Fenestella confessionis, forma parte de ese primer libro de cuentos. Desde el título, el relato se conecta con la tradición católica al aludir a la ventana giratoria de ciertos altares ubicados justo encima de la tumba de los mártires para que, a través de ella, los feligreses pudieran apreciar el contenido del sepulcro. El cuento narra la historia del hermano Néstor, joven seminarista hijo de padre brahmanista y madre católica, que se estrangula en su propia celda valiéndose de un rosario.

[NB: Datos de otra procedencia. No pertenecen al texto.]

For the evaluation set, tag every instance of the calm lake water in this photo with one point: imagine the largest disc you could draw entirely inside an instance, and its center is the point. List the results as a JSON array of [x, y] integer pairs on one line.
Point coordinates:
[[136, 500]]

El relato sugiere que la temprana y terrible disputa de los padres por ganarse el favor religioso del muchacho lo traumatiza de tal modo que lo lleva al a la locura y por último a la muerte. En el título del cuento subyace un evidente sentido metafórico: el texto como abertura a través de la cual el lector vislumbra los motivos de un suicida, de un individuo martirizado, asfixiado por el rosario de sus culpas.
La segunda, El brujo postergado, reescritura de Borges de un relato medieval. Aquí va su final:
Fueron para Roma los tres, donde los recibieron con honores y misas y procesiones. A los cuatro años murió el Papa y nuestro cardenal fue elegido para el papado por todos los demás. Cuando don Illán supo esto, besó los pies de Su Santidad, le recordó la antigua promesa y le pidió el cardenalato para su hijo. El Papa lo amenazó con la cárcel, diciéndole que bien sabía él que no era más que un brujo y que en Toledo había sido profesor de artes mágicas. El miserable don Illán dijo que iba a volver a España y le pidió algo para comer durante el camino. El Papa no accedió. Entonces don Illán (cuyo rostro se había remozado de un modo extraño), dijo con una voz sin temblor:
–Pues tendré que comerme las perdices que para esta noche encargué.
La sirvienta se presentó y don Illán le dijo que las asara. A estas palabras, el Papa se halló en la celda subterránea en Toledo, solamente deán de Santiago y tan avergonzado de su ingratitud que no atinaba a disculparse. Don Illán dijo que bastaba con esa prueba, le negó su parte de las perdices y lo acompañó hasta la calle, donde le deseó feliz viaje y lo despidió con gran cortesía.
Nunca se sabe lo que uno ha de recordar.